Problem: I am struggling to understand/visualize the Dynamic Programming approach for "A type of balanced 0-1 matrix in "Dynamic Programming - Wikipedia Article."

Wikipedia Link: https://en.wikipedia.org/wiki/Dynamic_programming#A_type_of_balanced_0.E2.80.931_matrix

I couldn't understand how the memoization works when dealing with a multidimensional array. For example, when trying to solve the Fibonacci series with DP, using an array to store previous state results is easy, as the index value of the array store the solution for that state.

Can someone explain DP approach for the "0-1 balanced matrix" in simpler manner?

Answer 1

Wikipedia offered both a crappy explanation and a not ideal algorithm. But let's work with it as a starting place.

First let's take the backtracking algorithm. Rather than put the cells of the matrix "in some order", let's go everything in the first row, then everything in the second row, then everything in the third row, and so on. Clearly that will work.

Now let's modify the backtracking algorithm slightly. Instead of going cell by cell, we'll go row by row. So we make a list of the n choose n/2 possible rows which are half 0 and half 1. Then have a recursive function that looks something like this:

def count_0_1_matrices(n, filled_rows=None):
    if filled_rows is None:
        filled_rows = []
    if some_column_exceeds_threshold(n, filled_rows):
        # Cannot have more than n/2 0s or 1s in any column
        return 0
    else:
        answer = 0
        for row in possible_rows(n):
            answer = answer + count_0_1_matrices(n, filled_rows + [row])
        return answer

This is a backtracking algorithm like what we had before. We are just doing whole rows at a time, not cells.

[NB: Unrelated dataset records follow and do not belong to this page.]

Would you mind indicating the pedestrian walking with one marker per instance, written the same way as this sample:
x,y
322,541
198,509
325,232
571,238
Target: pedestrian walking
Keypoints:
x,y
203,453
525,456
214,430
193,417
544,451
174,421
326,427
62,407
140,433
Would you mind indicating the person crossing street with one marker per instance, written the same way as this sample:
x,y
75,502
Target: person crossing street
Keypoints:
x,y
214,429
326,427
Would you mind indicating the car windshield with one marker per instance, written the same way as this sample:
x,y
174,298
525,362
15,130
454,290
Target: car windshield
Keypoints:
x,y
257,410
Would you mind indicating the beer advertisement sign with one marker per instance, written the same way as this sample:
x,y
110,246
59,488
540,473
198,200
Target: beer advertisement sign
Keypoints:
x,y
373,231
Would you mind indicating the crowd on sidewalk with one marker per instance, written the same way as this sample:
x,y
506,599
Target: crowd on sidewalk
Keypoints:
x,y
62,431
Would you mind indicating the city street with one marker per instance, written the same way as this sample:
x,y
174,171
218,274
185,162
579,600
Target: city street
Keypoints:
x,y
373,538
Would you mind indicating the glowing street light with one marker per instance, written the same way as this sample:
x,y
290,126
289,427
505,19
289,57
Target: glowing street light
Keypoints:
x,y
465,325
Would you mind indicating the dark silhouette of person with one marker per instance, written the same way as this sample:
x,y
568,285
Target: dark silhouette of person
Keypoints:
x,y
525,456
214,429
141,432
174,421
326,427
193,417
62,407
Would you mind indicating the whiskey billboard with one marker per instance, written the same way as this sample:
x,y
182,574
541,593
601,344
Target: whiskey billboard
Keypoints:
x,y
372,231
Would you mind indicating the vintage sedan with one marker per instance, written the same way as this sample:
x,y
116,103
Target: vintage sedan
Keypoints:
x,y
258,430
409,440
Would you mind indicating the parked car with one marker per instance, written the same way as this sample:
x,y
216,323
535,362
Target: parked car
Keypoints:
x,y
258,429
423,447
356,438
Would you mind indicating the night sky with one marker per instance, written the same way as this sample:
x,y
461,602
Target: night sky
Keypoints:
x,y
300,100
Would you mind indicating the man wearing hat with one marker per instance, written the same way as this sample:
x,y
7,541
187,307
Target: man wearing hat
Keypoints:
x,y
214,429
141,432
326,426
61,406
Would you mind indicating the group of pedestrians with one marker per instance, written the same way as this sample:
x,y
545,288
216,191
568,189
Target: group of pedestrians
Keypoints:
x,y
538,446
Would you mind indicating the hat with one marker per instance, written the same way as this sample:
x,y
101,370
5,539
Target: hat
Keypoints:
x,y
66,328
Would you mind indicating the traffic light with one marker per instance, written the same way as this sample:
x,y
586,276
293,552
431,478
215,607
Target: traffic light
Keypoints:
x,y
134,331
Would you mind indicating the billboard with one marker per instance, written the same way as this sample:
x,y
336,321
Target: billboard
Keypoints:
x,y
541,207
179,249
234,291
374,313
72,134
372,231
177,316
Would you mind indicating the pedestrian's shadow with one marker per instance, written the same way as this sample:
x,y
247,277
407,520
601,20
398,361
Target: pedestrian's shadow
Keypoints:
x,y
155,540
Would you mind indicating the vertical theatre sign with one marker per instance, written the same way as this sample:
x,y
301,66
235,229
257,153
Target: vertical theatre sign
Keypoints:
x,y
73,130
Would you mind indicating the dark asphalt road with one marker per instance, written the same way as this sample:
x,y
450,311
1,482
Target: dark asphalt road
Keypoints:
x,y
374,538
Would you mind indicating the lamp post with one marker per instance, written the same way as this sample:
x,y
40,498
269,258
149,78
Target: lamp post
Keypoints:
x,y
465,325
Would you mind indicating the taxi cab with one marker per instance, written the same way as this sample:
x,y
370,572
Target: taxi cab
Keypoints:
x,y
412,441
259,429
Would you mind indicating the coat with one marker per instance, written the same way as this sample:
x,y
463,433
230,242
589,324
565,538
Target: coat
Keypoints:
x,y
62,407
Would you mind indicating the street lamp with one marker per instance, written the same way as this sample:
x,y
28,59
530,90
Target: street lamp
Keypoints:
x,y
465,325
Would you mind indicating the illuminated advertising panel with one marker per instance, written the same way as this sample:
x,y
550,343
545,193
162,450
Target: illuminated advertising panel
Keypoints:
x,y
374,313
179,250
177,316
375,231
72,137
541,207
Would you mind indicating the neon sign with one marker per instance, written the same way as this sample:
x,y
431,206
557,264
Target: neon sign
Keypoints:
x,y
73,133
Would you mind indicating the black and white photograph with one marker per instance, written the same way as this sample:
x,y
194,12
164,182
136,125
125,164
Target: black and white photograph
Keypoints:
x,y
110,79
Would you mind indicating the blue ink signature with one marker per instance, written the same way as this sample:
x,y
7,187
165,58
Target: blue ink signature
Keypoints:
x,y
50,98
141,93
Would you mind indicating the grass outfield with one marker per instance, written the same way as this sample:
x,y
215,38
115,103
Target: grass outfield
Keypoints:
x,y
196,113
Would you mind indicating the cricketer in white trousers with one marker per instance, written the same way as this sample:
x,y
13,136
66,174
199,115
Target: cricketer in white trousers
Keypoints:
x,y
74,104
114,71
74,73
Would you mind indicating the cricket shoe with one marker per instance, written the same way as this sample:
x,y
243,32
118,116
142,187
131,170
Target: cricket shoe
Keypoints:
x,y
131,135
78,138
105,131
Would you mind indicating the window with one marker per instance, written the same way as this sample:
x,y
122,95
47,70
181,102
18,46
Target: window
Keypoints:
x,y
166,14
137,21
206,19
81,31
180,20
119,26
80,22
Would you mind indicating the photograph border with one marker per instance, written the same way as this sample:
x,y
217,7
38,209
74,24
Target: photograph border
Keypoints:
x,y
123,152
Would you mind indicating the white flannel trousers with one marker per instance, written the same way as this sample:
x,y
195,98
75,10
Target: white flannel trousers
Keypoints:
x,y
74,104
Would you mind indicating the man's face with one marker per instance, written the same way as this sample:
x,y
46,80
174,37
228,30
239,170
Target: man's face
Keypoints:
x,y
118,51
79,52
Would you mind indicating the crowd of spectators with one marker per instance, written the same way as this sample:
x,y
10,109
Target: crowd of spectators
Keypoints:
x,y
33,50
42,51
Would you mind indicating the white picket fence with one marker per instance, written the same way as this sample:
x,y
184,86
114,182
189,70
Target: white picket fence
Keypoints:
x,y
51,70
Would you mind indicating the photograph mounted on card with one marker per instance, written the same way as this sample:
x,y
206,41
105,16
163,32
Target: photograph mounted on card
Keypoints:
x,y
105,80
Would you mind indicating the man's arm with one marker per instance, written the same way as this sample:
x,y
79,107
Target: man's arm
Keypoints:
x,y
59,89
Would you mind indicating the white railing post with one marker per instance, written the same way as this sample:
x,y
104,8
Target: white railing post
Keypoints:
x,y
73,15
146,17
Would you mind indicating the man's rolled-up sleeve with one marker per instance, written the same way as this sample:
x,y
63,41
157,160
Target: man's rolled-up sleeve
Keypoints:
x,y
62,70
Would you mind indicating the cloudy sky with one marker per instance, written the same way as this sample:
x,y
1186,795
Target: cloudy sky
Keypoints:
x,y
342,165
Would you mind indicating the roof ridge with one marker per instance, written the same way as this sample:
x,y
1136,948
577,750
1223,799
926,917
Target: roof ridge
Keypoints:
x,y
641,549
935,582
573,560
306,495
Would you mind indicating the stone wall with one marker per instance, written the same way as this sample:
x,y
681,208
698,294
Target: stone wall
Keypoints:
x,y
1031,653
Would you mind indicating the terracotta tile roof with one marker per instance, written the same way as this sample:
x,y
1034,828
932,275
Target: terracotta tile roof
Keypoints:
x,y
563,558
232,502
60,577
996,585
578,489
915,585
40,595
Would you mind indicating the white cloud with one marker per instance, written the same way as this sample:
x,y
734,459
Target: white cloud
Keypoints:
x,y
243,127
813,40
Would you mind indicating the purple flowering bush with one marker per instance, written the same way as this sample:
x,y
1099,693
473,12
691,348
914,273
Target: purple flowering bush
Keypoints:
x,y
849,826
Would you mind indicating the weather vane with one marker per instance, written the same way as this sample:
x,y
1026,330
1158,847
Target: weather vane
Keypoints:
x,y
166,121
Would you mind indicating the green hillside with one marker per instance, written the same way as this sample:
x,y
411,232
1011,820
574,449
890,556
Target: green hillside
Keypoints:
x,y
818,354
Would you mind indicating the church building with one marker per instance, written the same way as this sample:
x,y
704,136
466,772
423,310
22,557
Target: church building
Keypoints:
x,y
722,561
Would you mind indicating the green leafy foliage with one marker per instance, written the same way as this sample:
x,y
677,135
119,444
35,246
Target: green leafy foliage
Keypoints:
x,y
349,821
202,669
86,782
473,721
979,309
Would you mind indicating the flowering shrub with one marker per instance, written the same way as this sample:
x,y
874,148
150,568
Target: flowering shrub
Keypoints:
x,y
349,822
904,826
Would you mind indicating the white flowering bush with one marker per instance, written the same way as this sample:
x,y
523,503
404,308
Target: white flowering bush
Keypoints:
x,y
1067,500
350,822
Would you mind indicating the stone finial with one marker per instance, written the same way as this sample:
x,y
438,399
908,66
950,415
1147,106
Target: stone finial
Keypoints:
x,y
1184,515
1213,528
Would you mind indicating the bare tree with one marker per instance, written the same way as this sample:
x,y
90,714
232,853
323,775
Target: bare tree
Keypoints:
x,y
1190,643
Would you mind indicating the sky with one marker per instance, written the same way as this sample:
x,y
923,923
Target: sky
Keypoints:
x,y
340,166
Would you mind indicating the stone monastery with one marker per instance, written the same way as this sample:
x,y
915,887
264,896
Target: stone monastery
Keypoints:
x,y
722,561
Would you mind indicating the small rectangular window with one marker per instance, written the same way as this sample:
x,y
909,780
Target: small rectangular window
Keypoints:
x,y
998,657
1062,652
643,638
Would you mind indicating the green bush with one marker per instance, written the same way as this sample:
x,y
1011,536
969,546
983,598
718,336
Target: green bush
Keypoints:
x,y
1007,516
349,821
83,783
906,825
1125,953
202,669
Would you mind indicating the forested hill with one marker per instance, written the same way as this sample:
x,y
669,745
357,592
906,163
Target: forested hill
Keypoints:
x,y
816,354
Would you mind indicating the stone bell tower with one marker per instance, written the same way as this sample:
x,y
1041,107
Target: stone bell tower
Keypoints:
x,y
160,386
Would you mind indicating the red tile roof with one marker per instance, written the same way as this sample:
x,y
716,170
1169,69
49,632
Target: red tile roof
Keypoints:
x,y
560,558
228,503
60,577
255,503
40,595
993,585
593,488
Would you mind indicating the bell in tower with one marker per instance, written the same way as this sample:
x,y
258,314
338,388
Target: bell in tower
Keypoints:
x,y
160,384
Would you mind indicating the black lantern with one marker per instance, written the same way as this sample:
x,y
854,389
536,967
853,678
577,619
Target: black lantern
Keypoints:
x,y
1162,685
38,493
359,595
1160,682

But notice, we're passing around more information than we need. There is no need to pass in the exact arrangement of rows. All that we need to know is how many 1s are needed in each remaining column. So we can make the algorithm look more like this:

def count_0_1_matrices(n, still_needed=None):
    if still_needed is None:
        still_needed = [int(n/2) for _ in range(n)]

    # Did we overrun any column?
    for i in still_needed:
        if i < 0:
            return 0

    # Did we reach the end of our matrix?
    if 0 == sum(still_needed):
        return 1

    # Calculate the answer by recursion.
    answer = 0
    for row in possible_rows(n):
        next_still_needed = [still_needed[i] - row[i] for i in range(n)]
        answer = answer + count_0_1_matrices(n, next_still_needed)

    return answer

This version is almost the recursive function in the Wikipedia version. The main difference is that our base case is that after every row is finished, we need nothing, while Wikipedia would have us code up the base case to check the last row after every other is done.

To get from this to a top-down DP, you only need to memoize the function. Which in Python you can do by defining then adding an @memoize decorator. Like this:

from functools import wraps

def memoize(func):
    cache = {}
    @wraps(func)
    def wrap(*args):
        if args not in cache:
            cache[args] = func(*args)
        return cache[args]
    return wrap

But remember that I criticized the Wikipedia algorithm? Let's start improving it! The first big improvement is this. Do you notice that the order of the elements of still_needed can't matter, just their values? So just sorting the elements will stop you from doing the calculation separately for each permutation. (There can be a lot of permutations!)

@memoize
def count_0_1_matrices(n, still_needed=None):
    if still_needed is None:
        still_needed = [int(n/2) for _ in range(n)]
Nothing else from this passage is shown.